Avec un budget qui couvre environ 12% du budget global des français, l’alimentation est le 3ème budget des français, derrière l’énergie et les transports, et est en croissance de +18% en 2023, lié tout particulièrement à l’inflation (Baromètre Bonial 2023).

Coût majeur pour chacun d’entre nous, l’alimentation a la difficulté majeure de toucher à la fois à notre portefeuille et à notre santé.

Elle soulève des questions essentielles concernant l’accès à une alimentation de qualité, la prévalence des maladies liées à la nutrition et les inégalités de santé.

Notre alimentation joue un rôle central dans notre bien-être, et les choix alimentaires que nous faisons ont un impact direct sur notre santé, sur celle des autres (ex : étude INSERM sur l’exposition domestique aux pesticides et le risque de cancers pédiatriques – communiqué de presse – publication au journal Environmental Health Perspectives) et notre planète.

Pour autant, le coût des aliments peut influencer considérablement nos choix.
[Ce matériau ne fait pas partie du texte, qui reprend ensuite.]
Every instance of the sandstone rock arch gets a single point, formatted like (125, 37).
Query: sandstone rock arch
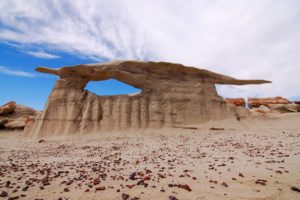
(172, 95)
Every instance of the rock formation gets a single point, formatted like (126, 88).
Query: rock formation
(236, 101)
(172, 95)
(272, 104)
(13, 116)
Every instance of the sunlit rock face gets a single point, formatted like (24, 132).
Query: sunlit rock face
(172, 95)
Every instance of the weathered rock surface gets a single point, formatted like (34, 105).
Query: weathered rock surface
(236, 101)
(274, 104)
(172, 94)
(15, 116)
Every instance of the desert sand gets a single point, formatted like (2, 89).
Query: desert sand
(256, 158)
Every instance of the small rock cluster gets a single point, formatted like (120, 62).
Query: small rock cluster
(266, 105)
(13, 116)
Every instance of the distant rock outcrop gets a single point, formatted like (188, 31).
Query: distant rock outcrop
(13, 116)
(272, 104)
(7, 108)
(236, 101)
(172, 94)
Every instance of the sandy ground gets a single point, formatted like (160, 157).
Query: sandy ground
(251, 159)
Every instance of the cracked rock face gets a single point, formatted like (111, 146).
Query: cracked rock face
(172, 95)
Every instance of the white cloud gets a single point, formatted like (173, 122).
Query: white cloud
(42, 54)
(245, 39)
(5, 70)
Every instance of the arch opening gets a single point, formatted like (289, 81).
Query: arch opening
(111, 87)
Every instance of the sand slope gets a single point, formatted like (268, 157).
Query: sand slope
(253, 159)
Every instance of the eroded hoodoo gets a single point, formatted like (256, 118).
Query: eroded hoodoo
(172, 95)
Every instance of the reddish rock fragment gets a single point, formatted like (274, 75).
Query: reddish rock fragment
(125, 196)
(172, 198)
(184, 186)
(3, 194)
(224, 184)
(295, 189)
(100, 188)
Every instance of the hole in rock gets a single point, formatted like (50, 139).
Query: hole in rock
(111, 87)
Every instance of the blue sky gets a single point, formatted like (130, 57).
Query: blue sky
(249, 39)
(20, 82)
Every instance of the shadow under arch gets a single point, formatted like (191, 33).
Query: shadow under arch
(111, 87)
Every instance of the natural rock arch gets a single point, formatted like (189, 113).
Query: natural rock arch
(172, 95)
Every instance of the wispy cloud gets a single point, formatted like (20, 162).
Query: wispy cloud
(8, 71)
(245, 39)
(42, 54)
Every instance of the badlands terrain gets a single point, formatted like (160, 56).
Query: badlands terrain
(256, 158)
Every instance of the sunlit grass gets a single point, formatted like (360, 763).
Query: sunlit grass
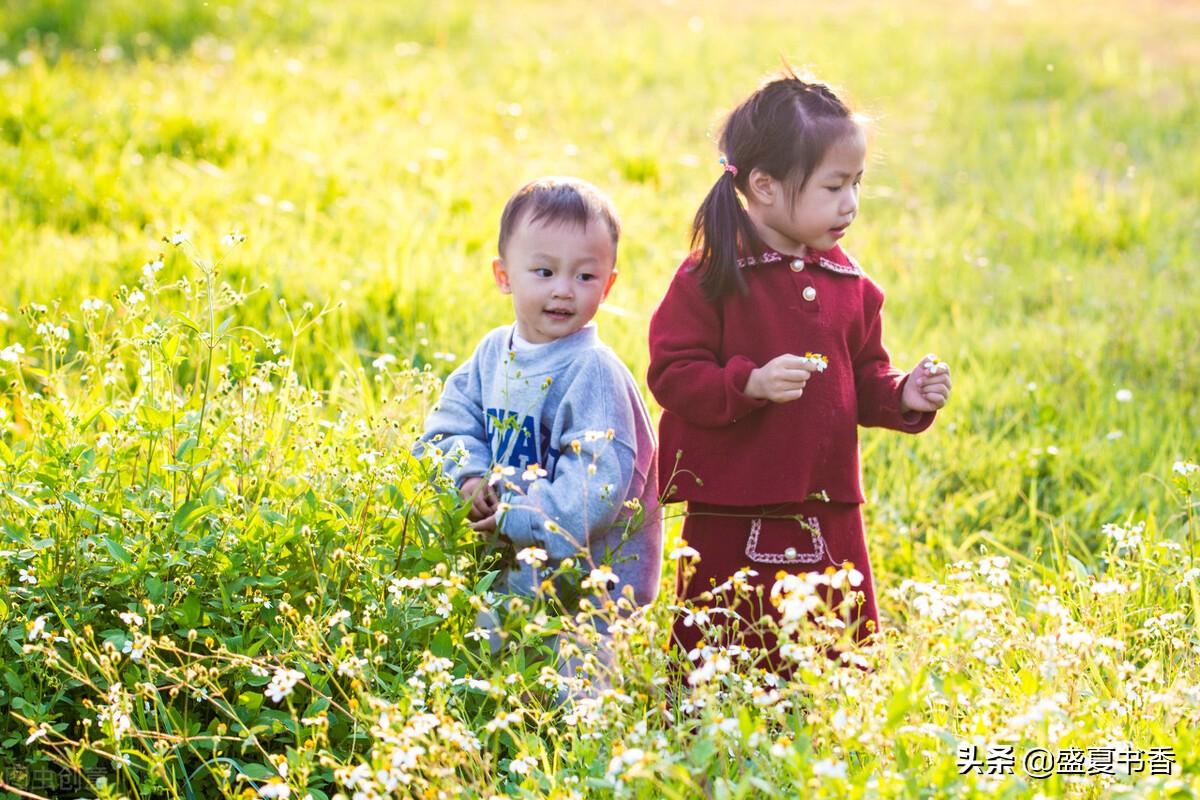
(1030, 209)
Les personnes et les familles aux revenus limités sont souvent confrontées à des défis pour se nourrir de manière saine, car les aliments nutritifs peuvent être plus coûteux que les options moins saines et plus caloriques. Cette relation complexe entre le coût de l’alimentation et la santé soulève des questions cruciales sur l’équité en matière de santé, l’accessibilité à une alimentation équilibrée et la nécessité de politiques publiques et stratégies visant à favoriser des choix alimentaires sains pour tous.
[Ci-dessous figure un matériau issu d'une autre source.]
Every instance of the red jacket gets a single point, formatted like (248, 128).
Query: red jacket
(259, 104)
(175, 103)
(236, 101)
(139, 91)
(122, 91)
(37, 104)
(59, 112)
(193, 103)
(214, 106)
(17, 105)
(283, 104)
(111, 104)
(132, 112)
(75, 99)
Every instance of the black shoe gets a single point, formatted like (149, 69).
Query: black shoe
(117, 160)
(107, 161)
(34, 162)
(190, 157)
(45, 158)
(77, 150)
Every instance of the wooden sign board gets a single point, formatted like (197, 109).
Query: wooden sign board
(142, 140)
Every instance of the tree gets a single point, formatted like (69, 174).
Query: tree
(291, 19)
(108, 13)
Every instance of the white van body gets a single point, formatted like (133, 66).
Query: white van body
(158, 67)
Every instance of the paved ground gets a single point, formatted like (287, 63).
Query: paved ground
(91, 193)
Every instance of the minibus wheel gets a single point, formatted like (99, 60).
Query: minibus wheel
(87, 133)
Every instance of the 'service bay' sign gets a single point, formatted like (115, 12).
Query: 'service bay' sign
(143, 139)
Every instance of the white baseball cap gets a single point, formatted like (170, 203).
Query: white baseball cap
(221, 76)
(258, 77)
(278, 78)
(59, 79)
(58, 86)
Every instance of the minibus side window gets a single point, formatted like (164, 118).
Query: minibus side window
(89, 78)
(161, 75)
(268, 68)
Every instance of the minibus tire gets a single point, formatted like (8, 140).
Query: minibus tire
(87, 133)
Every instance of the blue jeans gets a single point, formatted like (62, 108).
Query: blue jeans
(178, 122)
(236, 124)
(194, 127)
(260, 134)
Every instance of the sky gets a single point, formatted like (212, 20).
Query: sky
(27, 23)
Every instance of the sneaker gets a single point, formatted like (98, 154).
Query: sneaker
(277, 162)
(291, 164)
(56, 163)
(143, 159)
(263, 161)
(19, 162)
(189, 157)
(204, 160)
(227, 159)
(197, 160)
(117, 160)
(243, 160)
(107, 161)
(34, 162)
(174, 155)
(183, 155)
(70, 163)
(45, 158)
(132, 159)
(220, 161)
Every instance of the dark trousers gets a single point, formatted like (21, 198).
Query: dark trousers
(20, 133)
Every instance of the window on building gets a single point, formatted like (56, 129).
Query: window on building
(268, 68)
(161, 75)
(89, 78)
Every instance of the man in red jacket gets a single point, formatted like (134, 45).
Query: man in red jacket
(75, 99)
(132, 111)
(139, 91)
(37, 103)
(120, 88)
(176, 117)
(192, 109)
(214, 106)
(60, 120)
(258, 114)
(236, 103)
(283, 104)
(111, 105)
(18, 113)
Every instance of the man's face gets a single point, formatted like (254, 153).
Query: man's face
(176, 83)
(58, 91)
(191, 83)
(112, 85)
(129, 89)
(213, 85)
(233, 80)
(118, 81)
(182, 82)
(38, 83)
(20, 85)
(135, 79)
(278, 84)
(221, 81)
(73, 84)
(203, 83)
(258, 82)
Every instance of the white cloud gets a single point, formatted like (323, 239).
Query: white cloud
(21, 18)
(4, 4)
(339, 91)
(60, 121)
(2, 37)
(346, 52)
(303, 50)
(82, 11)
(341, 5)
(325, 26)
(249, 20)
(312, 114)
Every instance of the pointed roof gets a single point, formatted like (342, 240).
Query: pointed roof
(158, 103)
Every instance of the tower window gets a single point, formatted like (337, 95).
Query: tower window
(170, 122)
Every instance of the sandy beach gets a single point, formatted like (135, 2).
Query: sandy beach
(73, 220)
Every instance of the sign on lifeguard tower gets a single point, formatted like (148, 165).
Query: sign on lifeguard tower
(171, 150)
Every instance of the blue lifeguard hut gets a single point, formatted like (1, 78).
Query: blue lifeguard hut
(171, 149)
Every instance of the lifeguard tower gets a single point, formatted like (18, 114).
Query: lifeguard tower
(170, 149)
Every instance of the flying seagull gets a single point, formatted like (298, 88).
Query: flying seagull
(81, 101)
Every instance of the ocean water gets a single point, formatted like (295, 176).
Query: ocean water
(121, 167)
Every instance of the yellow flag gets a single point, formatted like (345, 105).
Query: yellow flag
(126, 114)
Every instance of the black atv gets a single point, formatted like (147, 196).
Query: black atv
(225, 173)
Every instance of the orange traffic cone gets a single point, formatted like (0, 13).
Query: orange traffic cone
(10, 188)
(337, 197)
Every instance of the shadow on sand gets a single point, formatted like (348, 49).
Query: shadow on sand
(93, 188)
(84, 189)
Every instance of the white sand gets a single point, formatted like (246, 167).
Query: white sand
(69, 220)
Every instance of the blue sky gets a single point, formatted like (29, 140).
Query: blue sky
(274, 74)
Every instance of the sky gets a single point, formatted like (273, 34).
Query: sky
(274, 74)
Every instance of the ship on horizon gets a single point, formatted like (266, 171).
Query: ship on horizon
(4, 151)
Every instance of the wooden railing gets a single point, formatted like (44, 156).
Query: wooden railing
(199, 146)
Dans le même temps, notre indépendance ou souveraineté alimentaire devient un enjeu politico-stratégique majeur avec le double enjeu du changement climatique et de la sécurité mondiale, pouvant amener à des crises alimentaires, lorsque nous dépendons excessivement d’importations ou d’acteurs extérieurs, dans un paysage complexe et interconnecté.
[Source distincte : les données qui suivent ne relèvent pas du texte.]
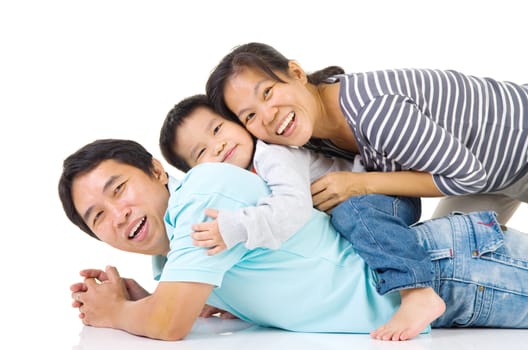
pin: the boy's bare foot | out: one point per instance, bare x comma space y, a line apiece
419, 307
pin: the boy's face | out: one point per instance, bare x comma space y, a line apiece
124, 206
207, 137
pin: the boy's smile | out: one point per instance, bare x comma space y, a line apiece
205, 136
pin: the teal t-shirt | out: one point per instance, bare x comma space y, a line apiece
314, 282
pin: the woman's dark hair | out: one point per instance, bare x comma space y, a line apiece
259, 56
88, 158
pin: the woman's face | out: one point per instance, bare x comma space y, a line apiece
280, 113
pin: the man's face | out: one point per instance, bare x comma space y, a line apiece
124, 206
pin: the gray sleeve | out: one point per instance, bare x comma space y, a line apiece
278, 216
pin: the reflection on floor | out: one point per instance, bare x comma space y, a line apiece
220, 334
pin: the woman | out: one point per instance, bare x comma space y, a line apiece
420, 132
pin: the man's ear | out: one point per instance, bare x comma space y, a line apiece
158, 171
296, 71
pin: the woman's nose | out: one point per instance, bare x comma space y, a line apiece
219, 147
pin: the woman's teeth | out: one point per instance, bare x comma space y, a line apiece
285, 123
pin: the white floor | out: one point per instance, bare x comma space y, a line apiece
232, 334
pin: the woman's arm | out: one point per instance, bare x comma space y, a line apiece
333, 188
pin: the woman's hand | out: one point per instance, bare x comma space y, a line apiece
333, 188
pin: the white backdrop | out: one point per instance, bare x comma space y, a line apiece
73, 71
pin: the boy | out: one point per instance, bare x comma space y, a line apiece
116, 191
193, 133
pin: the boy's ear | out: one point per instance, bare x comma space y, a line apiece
158, 171
296, 71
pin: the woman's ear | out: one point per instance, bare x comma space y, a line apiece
296, 71
158, 171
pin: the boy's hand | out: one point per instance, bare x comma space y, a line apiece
207, 234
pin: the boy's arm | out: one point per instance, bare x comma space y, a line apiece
168, 314
278, 216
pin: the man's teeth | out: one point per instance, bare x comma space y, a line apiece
134, 232
285, 123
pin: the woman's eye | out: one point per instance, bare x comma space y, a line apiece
119, 188
97, 217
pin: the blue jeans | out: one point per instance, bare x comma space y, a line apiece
378, 228
479, 270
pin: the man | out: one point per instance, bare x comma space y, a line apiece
115, 191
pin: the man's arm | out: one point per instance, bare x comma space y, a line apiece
167, 314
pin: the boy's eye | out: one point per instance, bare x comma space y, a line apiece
267, 92
200, 153
249, 117
217, 129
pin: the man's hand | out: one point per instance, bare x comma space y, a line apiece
209, 311
207, 234
99, 295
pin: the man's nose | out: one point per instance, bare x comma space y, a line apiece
121, 214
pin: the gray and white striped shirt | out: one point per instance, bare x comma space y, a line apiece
470, 133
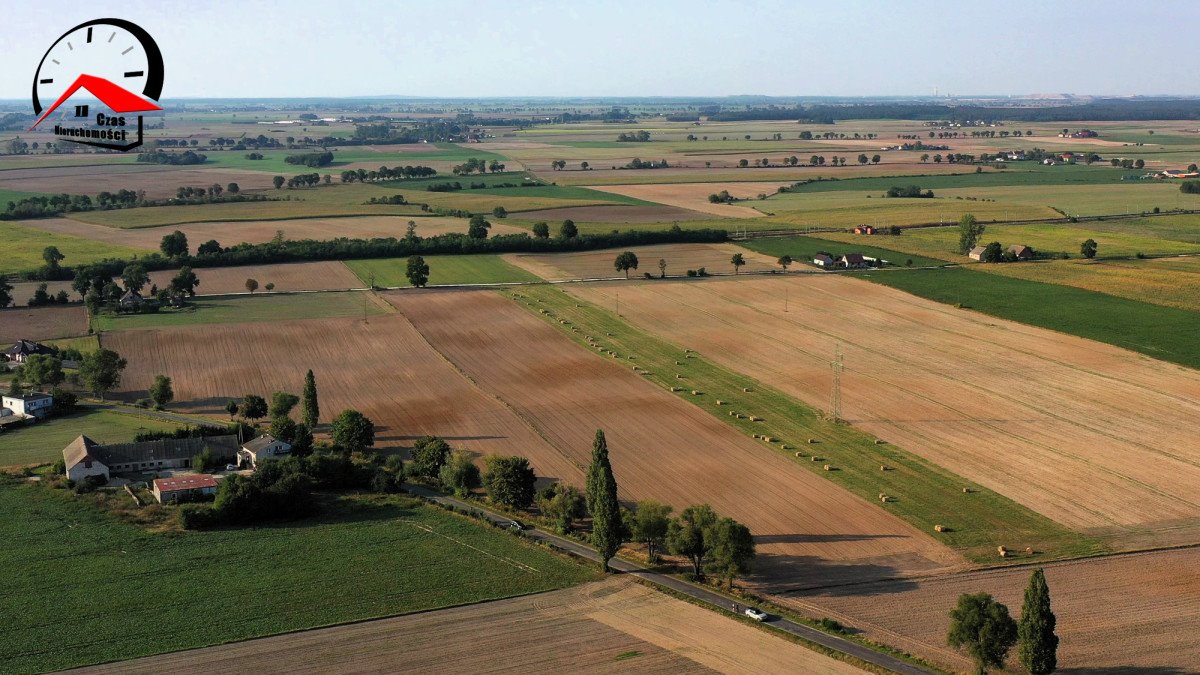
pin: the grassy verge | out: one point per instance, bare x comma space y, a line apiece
43, 442
1155, 330
802, 249
921, 493
85, 587
443, 270
238, 309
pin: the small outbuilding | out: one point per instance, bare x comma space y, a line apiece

À titre d’exemple, en faisant un focus sur l’autonomie alimentaire des principales aires urbaines de France :
En moyenne, dans les 100 premières aires urbaines françaises 98% du contenu des aliments consommés localement sont importés, tandis que 97% de l’agriculture locale finit dans des produits alimentaires consommés à l’extérieur de l’aire urbaine,
L’aire urbaine d’Avignon, 1ère du classement, a une autonomie alimentaire de 8,1%. Valence, Nantes, Angers, St-Brieuc et Brest suivent derrière avec un score allant de 6% à 6,5%. Thionville, Compiègne, Creil et Forbach sont à l’inverse en queue de classement avec une auto-suffisance alimentaire à un taux inférieur à 0,2%.

étude 2017 “Autonomie alimentaire des villes”, Cabinet Utopies

Enfin, notre modèle agricole d’aujourd’hui, créé au lendemain de la seconde guerre mondiale, pour nourrir en masse la population, était certes efficace à ce moment là, mais il met aujourd’hui à bout de souffle et à genoux nos sols, la faune et flore de nos campagnes, nos aliments et ceux qui nous nourrissent

Mais une alimentation durable n’a pas non plus pour objectif de nous pousser dans un extrémisme de l’alimentation parfaite où la réponse serait binaire avec une seule voie lumineuse et le reste néfaste.

Pour une efficience globale, il est important de réévaluer ses points de vues, remettre en question ses habitudes, tout en acceptant les différences et en évitant l’analyse dogmatique qui évacue toute autre piste.

Il y a certes un idéal avec un score parfait, mais les pistes sont plurielles, peuvent s’entrecroiser, se côtoyer, êtres complémentaires et se doivent d’êtres diverses pour répondre à une variété de besoins, de rythmes et d’envies à un instant T, dans l’objectif d’être inclusive et empathique envers toutes et tous.

Pour être plus clair faisons un parallèle, en comparant l’alimentation à la mobilité :

Idéalement, pour répondre aux enjeux de réchauffement climatique et de baisse des émissions de CO2, il faudrait éradiquer la voiture thermique individuelle (// la consommation de viande) et que tout le monde marche ou enfourche un vélo (// végan), pour autant, lié au travail, loisirs, vacances et distances nous pouvons accepter d’utiliser le train (// végétarien), pour certaines destinations plus complexes où le train n’est pas l’idéal nous pouvons aussi faire du covoiturage (// flexivore/omnivore). Enfin parce que chaque territoire est différent, que les urbains n’ont pas du tout les mêmes contraintes que les ruraux, que nos contraintes professionnelles et familiales sont toutes différentes, il y a la voiture individuelle (// manger de la viande).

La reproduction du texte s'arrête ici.